"I can say I was a typical woman farmer in Kenya. All day is working. Most of the evenings is crying when the husband goes out and there isn't any food for the kids." Dorothy Naitore is a farmer, entrepreneur and community leader from central Kenya, who transformed her life by seizing opportunities presented by TIST, a non-profit dedicated to using improved tree planting and soil conservation strategies to improve livelihoods and contribute positively to climate change. As with so many impactful local organizations, TIST found that empowering women led to big changes - for the program and for the women. Dorothy, who I met a few weeks ago at a sustainability conference at Yale University, is an example of that. She says she has a passion for going out in the world and telling the world that it is possible to make a difference by empowering local women as TIST has - so I wanted to share her story.
"Because of this program I got my two acres of land. I told my husband I am going to write my title deed in my own name. In Kenya the culture doesn't allow a woman to own land. My husband was resisting to put the title deed to my name but we talked. And I was telling him that I wanted to put my name to this title deed so that when I go out to other women I can talk to them and tell them that I have got my own land with my own name, so that they can be encouraged. We have to be role models, especially for those local women in the village who don't have anything. They rely on their husband to come and bring everything and that causes a lot of problems in the family. That is where you get many families separate because the woman is waiting for the man - sometimes the man goes out and doesn't get something to come back with, and the quarrels start. In my house I can tell you that for those years that I worked with TIST I can see the teamwork because I have started now providing for the family. With the money I get from my crops and working as a leader for TIST I pay for school fees for the children, and I buy the food we eat. When he comes back in the evening he finds food on the table so the family is coming together."

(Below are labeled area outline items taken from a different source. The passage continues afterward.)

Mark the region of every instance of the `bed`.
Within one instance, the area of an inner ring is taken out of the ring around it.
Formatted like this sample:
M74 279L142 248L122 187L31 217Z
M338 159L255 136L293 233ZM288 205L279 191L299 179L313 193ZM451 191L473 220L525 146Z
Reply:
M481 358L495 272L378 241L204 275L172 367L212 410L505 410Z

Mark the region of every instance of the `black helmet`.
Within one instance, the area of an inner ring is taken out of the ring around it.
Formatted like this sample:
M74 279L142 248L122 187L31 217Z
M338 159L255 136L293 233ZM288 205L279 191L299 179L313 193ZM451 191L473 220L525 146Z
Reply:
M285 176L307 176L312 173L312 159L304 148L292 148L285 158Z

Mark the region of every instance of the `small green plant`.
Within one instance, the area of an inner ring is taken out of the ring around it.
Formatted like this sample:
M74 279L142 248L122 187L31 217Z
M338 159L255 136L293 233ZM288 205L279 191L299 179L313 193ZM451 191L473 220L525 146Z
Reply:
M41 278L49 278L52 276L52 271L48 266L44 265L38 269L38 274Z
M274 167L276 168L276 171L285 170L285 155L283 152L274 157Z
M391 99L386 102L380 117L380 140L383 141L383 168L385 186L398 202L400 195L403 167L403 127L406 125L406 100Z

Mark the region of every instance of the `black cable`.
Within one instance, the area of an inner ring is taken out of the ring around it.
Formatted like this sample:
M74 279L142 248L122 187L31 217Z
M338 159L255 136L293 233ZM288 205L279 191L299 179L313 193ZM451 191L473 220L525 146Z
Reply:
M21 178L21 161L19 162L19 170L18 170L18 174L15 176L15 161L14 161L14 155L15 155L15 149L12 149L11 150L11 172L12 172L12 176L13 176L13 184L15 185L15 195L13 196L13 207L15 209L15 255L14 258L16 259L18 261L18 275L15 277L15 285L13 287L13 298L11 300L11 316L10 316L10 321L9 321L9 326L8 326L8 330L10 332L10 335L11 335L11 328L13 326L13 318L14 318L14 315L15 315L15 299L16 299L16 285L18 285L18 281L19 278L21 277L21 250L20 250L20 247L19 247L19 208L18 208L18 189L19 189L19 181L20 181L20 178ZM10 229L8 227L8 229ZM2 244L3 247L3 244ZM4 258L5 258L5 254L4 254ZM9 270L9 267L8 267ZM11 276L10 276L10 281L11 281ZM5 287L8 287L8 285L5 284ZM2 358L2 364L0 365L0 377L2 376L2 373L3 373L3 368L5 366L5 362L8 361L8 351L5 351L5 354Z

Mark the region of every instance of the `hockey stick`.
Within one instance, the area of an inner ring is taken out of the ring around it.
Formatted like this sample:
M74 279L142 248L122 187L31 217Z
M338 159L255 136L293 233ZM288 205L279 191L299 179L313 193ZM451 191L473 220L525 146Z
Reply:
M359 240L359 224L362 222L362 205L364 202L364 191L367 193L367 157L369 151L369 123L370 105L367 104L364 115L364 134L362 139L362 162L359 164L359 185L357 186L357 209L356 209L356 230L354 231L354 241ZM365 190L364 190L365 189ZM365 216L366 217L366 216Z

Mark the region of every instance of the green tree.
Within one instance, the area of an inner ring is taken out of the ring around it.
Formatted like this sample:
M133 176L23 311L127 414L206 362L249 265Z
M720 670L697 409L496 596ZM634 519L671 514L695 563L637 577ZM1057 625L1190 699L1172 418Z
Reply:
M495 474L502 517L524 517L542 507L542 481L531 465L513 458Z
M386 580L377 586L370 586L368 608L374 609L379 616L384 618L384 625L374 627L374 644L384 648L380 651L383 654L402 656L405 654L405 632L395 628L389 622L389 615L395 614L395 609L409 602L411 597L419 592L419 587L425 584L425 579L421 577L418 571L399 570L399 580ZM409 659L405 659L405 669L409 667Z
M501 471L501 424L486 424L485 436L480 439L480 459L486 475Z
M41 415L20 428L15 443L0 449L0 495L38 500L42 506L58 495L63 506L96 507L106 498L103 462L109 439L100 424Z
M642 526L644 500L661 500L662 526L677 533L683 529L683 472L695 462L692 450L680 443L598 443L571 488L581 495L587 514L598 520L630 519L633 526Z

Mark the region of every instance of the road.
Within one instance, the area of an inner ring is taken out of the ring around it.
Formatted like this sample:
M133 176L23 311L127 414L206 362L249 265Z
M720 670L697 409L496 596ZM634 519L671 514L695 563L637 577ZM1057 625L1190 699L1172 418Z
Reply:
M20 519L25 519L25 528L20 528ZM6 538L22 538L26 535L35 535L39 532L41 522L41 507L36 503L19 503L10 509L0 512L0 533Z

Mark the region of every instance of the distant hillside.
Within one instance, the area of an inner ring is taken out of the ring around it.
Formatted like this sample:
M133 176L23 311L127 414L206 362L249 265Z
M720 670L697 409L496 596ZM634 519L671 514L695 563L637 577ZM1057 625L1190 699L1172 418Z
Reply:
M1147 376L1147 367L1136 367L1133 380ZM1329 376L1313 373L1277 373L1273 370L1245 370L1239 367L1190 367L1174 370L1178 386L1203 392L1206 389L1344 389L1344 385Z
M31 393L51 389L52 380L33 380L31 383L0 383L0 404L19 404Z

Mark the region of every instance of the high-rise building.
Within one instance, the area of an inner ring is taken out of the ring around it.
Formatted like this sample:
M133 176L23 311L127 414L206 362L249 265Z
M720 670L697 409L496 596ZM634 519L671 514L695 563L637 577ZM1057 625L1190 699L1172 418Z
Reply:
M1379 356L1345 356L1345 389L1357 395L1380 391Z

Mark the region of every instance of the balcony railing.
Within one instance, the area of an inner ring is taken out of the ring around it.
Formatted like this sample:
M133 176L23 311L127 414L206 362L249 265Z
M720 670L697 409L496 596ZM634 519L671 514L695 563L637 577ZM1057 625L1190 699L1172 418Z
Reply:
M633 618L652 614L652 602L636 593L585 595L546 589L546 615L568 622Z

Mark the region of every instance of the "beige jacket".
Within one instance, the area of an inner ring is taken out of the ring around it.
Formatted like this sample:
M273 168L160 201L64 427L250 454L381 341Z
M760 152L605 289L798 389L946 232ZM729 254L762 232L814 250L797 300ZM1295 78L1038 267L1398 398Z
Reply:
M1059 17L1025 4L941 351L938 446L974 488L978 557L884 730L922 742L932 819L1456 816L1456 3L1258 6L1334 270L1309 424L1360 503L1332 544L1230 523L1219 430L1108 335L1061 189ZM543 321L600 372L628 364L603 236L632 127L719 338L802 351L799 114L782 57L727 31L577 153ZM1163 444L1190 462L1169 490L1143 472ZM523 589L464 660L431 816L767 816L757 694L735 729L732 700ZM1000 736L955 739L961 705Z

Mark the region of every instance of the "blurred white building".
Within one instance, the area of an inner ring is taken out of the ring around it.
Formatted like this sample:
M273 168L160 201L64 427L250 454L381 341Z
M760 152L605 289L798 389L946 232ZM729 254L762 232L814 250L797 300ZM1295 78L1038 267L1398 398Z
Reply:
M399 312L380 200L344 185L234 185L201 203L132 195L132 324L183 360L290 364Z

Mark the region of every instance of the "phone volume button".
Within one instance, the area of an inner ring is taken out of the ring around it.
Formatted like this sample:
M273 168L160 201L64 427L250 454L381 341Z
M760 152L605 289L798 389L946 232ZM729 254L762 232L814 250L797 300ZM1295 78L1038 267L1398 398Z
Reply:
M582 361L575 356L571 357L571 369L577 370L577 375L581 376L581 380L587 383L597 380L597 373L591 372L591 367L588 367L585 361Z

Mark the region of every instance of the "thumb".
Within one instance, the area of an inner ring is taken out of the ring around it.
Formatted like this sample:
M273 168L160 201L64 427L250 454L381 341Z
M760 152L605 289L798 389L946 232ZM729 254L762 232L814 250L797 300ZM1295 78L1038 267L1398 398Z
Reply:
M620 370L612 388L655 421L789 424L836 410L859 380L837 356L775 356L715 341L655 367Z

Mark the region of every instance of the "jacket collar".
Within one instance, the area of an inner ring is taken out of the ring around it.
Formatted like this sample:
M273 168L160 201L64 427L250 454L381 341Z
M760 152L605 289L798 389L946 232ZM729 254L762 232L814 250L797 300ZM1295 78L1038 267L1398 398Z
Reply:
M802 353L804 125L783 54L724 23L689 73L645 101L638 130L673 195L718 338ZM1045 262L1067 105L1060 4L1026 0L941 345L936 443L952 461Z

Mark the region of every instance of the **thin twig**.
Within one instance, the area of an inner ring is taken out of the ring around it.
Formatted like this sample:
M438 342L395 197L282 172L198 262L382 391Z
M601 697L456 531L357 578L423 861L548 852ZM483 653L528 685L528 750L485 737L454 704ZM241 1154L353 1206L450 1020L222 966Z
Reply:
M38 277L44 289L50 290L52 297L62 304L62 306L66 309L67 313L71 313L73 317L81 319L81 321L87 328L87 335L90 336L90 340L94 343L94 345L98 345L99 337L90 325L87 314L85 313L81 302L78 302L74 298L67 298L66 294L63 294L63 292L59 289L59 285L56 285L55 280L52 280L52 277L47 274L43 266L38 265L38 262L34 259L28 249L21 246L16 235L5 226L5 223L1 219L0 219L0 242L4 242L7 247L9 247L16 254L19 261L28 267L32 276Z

Dorothy says she is "a testament of women's empowerment. When I started I could not talk to people and even my English was very poor, but now I have been given the opportunity to go to Ethiopia to talk about climate change, to go to China, to the US two times. This time when I came to the US my husband was the first person to wave me 'bye' and say 'I will be caring for the family.' So I think empowering women is a very special thing. I have a passion for going out in the world and telling the world that if we empower grassroots women like us that things can change."